After fertilisation, the zygote cleaves via first mitosis to give two cells called

blastomeres surrounded by the zona pellucida. Cleavages are divisions of cells in the early

embryo. The cleavage ends with the formation of the blastula. These begin during the

transport of the embryo through the oviduct into the uterus but, this process is a species-

specific stage during development. Mares are unusual to other animals with regard to passage

through the oviduct, whereby only developing embryos can pass through unlike unfertilised

oocytes which cannot [3,6].

The equine blastocyst enters the oviduct around day 6.5 after ovulation has occurred.
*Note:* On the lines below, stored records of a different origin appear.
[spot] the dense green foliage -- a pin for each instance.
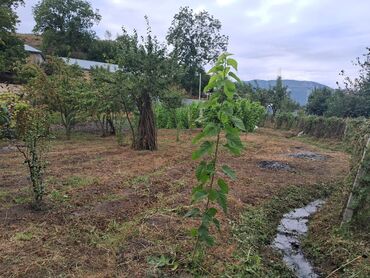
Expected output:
(188, 116)
(60, 87)
(185, 117)
(11, 48)
(33, 131)
(318, 101)
(277, 98)
(10, 105)
(196, 41)
(220, 115)
(65, 26)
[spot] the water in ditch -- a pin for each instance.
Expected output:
(291, 229)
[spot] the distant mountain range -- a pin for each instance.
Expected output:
(299, 90)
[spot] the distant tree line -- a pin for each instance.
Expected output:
(277, 98)
(353, 100)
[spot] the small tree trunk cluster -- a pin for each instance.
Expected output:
(146, 137)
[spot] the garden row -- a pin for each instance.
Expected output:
(354, 134)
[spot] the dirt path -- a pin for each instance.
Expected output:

The blastocyst contains an inner cell mass and a blastocyst cavity surrounded by a monolayer

of trophectoderm. By day 7 the zona pellucida has shed and the embryo is surrounded by a

tough acellular mucin-like glycoprotein capsule [7]. The capsule acts to protect, and prevents

the trophoblast from elongating, unlike other domestic animals such as cattle and pigs, and

gives it its spherical structure. It facilitates rapid growth between days 11 and 16, nutrition

and migration of the conceptus in the uterine lumen via peristaltic myometrial forces [5].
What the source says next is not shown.